Nel mettere giù queste righe, ripeto, mi sento in imbarazzo, poiché avverto con sincera emozione che tutto quanto sia attualmente possibile dire sul grande artista, poeta, saggista, narratore, drammaturgo, libero (liberissimo!) pensatore, innamorato (innamoratissimo!) della Luce, della Vita e dell’Amore stesso, che risponde al nome e alla penna di Marco Onofrio, sia stato scritto e detto da Dante Maffìa, in particolare attraverso “La libertà è il divieto”. Un libro non solo (sarò banale) bello oggettivamente, godibile e fruibile, scorrevole, ma allo stesso tempo denso di concetti, di rimandi, di citazioni a un panorama estremamente ampio di autori, di riferimenti ed esponenti letterari di rilievo. Ma soprattutto un testo utile! Il lettore che arrivi anche solo a metà delle sue 148 pagine in qualche modo “conosce” già Marco Onofrio, nella sostanza più autentica e immediata, anche se non avesse ancora letto una sua riga.

Una monografia che sotto sotto è una lettera d’amore scaturita anzitutto dalla stima… e da quale pregiatissima fonte! Avevo già avuto il piacere e l’onore di recensire “L’uomo che parla ai libri. 110 domande a Dante Maffia” (Edilazio, Roma, 2018, € 13,00) https://shorturl.at/FN9Js saggio/intervista invece a cura di Marco Onofrio sulle mille sfaccettature del Maestro Maffìa, e anche in quel caso avevo respirato a pieni polmoni la quintessenza della loro profonda, viscerale, inossidabile amicizia, nonché di un sodalizio artistico, di una comunione animica e mentale di rara intensità. Davvero uno “Specchio doppio”, come scrivevo sopra. Ma, sia chiaro, tiene a precisare Maffìa nel suo testo: le numerose constatazioni e restituzioni di valore verso l’opera mastodontica, innovativa e di autentica rottura artistica che fa capo a Marco Onofrio, non sono condizionate da alcuna forma di affetto personale e personalistico. Onestamente, attraversando le opere di Onofrio, da “Senza cuore” a “Diario di un padre innamorato”, da “Disfunzioni” ad “Azzurro esiguo”, da “Emporium” a “Luce del tempo”, ecc., non si nutre alcun dubbio sul fatto che una considerazione di grande, oggettivo spessore vada tributata (come se non bastassero le decine di premi già ricevuti e le diverse traduzioni in lingue estere) a questo autore incredibilmente poliedrico, prolifico e continuamente assetato di novità, di dettagli, di presentimenti, un rabdomante che fruga ogni minima traccia di fermento per succhiare vita e contemporaneamente restituire vita alla vita, in un mondo dove troppo spesso invece si imita, si specula, si chiacchiera, si cincischia.

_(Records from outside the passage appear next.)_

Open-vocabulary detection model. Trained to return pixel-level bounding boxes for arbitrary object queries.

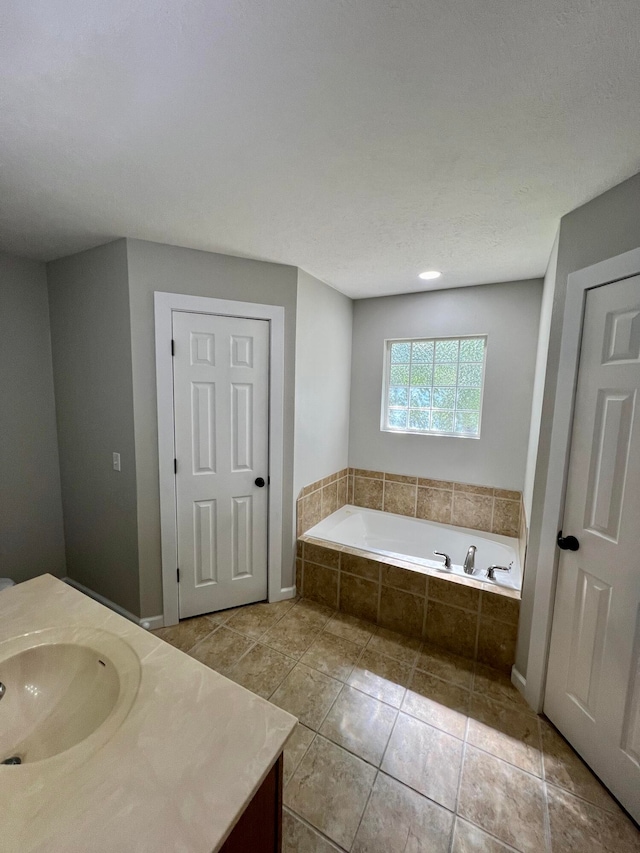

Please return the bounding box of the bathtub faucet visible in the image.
[463,545,477,575]
[433,551,451,571]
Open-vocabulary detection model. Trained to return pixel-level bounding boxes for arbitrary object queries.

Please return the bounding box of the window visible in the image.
[381,335,487,438]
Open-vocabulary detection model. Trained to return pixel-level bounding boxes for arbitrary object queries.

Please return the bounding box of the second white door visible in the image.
[173,311,269,619]
[544,276,640,820]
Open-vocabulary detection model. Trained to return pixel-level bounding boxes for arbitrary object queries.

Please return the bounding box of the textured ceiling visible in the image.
[0,0,640,297]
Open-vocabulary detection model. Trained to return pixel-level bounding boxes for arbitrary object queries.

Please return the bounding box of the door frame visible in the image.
[153,291,291,626]
[514,249,640,711]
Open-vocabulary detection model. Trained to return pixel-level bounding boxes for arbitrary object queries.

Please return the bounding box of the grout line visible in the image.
[283,804,347,853]
[350,768,380,849]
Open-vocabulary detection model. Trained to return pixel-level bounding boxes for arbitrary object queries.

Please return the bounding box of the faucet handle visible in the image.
[487,566,511,581]
[433,551,451,569]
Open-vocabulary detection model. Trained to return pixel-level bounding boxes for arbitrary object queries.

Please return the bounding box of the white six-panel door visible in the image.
[173,311,269,618]
[544,276,640,820]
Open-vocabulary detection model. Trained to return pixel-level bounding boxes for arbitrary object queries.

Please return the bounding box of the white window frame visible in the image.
[380,333,489,440]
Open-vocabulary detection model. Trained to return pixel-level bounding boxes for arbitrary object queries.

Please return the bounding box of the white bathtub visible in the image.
[305,505,522,591]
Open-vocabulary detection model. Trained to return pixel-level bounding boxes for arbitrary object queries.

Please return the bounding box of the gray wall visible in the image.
[516,173,640,678]
[293,270,353,497]
[0,254,65,581]
[522,233,559,526]
[349,279,542,489]
[127,240,297,616]
[47,240,140,615]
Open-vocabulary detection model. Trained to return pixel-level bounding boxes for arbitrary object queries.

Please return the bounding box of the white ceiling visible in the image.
[0,0,640,297]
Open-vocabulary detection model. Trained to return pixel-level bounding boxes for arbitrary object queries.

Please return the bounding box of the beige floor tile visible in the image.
[271,663,342,731]
[225,601,294,640]
[547,785,640,853]
[283,723,316,785]
[367,628,422,666]
[227,643,295,699]
[382,713,463,809]
[284,735,376,850]
[416,643,475,688]
[300,631,362,681]
[320,686,398,767]
[260,605,322,660]
[352,773,453,853]
[189,625,254,674]
[402,669,471,738]
[349,649,411,708]
[458,744,548,853]
[473,664,536,716]
[467,694,542,776]
[324,613,376,646]
[282,809,340,853]
[151,614,220,652]
[290,598,336,628]
[451,817,516,853]
[541,720,618,811]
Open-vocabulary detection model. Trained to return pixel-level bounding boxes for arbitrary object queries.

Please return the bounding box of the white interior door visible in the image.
[544,276,640,820]
[172,311,269,618]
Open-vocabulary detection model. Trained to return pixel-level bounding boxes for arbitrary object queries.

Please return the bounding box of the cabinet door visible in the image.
[221,754,282,853]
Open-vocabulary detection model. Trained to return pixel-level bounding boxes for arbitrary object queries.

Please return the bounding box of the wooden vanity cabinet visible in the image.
[220,753,282,853]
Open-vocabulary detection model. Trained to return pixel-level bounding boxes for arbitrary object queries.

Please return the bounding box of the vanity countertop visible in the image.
[0,575,296,853]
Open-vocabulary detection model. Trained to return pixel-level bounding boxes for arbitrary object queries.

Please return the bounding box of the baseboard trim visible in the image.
[269,586,296,602]
[62,577,164,630]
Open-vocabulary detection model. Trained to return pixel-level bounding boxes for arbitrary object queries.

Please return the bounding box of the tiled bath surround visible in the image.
[296,468,526,672]
[296,468,524,537]
[296,536,520,673]
[296,468,350,536]
[349,468,522,536]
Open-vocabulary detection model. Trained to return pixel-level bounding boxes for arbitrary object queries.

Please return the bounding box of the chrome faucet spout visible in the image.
[433,551,451,571]
[463,545,478,575]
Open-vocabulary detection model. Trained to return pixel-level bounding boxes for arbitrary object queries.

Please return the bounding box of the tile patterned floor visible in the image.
[155,600,640,853]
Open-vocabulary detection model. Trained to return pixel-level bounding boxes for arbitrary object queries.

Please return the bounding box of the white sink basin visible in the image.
[0,628,140,772]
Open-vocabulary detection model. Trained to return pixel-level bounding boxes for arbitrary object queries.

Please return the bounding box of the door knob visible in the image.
[556,530,580,551]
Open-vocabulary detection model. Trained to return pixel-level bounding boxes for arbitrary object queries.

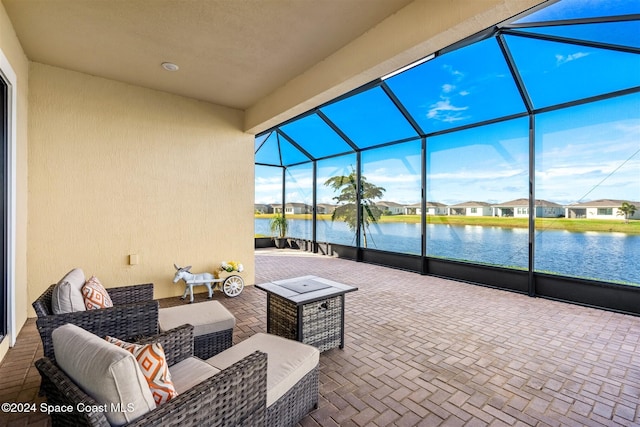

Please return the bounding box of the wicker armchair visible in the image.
[32,283,158,360]
[36,325,267,427]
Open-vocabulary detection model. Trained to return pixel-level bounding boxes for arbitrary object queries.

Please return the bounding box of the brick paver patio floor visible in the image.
[0,250,640,426]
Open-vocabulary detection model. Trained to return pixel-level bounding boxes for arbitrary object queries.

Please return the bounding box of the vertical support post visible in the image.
[420,137,429,274]
[356,151,364,261]
[311,160,318,254]
[528,113,536,297]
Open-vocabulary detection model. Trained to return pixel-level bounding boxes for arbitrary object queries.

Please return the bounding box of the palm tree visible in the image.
[618,202,638,224]
[324,168,386,248]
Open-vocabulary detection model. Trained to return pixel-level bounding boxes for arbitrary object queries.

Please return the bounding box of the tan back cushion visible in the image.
[51,268,86,314]
[52,324,156,425]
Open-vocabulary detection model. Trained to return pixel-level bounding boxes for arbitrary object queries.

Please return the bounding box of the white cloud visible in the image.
[442,83,456,93]
[427,98,469,122]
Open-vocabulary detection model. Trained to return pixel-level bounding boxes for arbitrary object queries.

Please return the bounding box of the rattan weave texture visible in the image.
[269,294,343,351]
[32,283,158,360]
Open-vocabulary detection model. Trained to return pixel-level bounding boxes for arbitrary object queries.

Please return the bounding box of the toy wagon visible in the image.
[173,262,244,303]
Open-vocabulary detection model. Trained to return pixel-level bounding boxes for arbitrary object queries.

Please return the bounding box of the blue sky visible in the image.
[256,0,640,209]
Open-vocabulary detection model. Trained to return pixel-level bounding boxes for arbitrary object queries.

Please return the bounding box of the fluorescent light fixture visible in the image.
[382,53,436,80]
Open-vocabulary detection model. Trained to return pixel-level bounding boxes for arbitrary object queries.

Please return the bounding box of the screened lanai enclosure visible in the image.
[255,0,640,314]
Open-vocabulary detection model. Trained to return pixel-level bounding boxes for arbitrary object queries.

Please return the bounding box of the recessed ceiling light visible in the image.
[162,62,180,71]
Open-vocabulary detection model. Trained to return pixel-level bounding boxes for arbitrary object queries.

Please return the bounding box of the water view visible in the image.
[255,218,640,286]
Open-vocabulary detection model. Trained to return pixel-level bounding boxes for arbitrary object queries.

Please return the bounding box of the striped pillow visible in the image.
[82,276,113,310]
[105,337,178,405]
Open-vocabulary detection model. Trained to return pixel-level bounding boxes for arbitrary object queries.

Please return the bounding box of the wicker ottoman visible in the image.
[158,301,236,360]
[206,333,320,427]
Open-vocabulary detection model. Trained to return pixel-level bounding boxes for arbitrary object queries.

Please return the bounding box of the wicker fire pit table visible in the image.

Scrive infatti Dante in più di un passaggio, riferito tanto all’Onofrio scrittore, narratore, saggista, che all’Onofrio poeta di altissimo lirismo: “Marco Onofrio non cincinschia”. E quanto è vero! No, artisti come Onofrio non possono, non riescono e non riuscirebbero – neanche volendolo – a cinchischiare. Sono troppo occupati a rimettersi in gioco ogni giorno, a dimenticarsi di qualsiasi supponenza, a lasciarsi i trofei alle spalle, per non rischiare di diventare copia e pupazzo di sé stessi, come accade invece a troppi mestieranti dopo un tot di applausi. Marco Onofrio riesce a essere sé stesso anche in mezzo a tutti i riconoscimenti inevitabilmente accumulati dopo decine di pubblicazioni, tutte scaturite da un animo grandissimo, un cuore straripante di generosità umana ed artistica.  

Assolutamente, Onofrio non cincischia, ha ragione Maffìa. Io ho avuto l’onore di conoscerlo. Ma non l’ho trovato nei salotti a dissertare, non l’ho trovato a spostare la polvere da un mobile all’altro tanto per far vedere che sa agitare un piumino, negli asfissianti palazzi del potere mediatico-editorial-politico-puttanesco. L’ho incontrato su un sentiero di montagna, spoglio di qualsiasi alloro, con le mani nella terra, a studiare, a ricercare germogli, ad aiutare giovani creativi, a stimolare coscienze, a danzare per la pioggia, a invocare forze sciamaniche.  Affinché domani, su ogni terra devastata dall’umana immondizia e su qualsiasi forma di violenza e di povertà fisica e spirituale, possa trionfare la Luce (le iniziali maiuscole non sono a caso) della Giustizia, dell’Onore, dell’Amore, dell’Amicizia, del Merito e dell’Onestà. Questo fanno i grandi Artisti e i grandi Uomini (anche qui le maiuscole hanno un forte senso). E i due signori coinvolti in “La libertà e il divieto” – per citare un altro grande Artista e Uomo – “modestamente… lo nacquero”.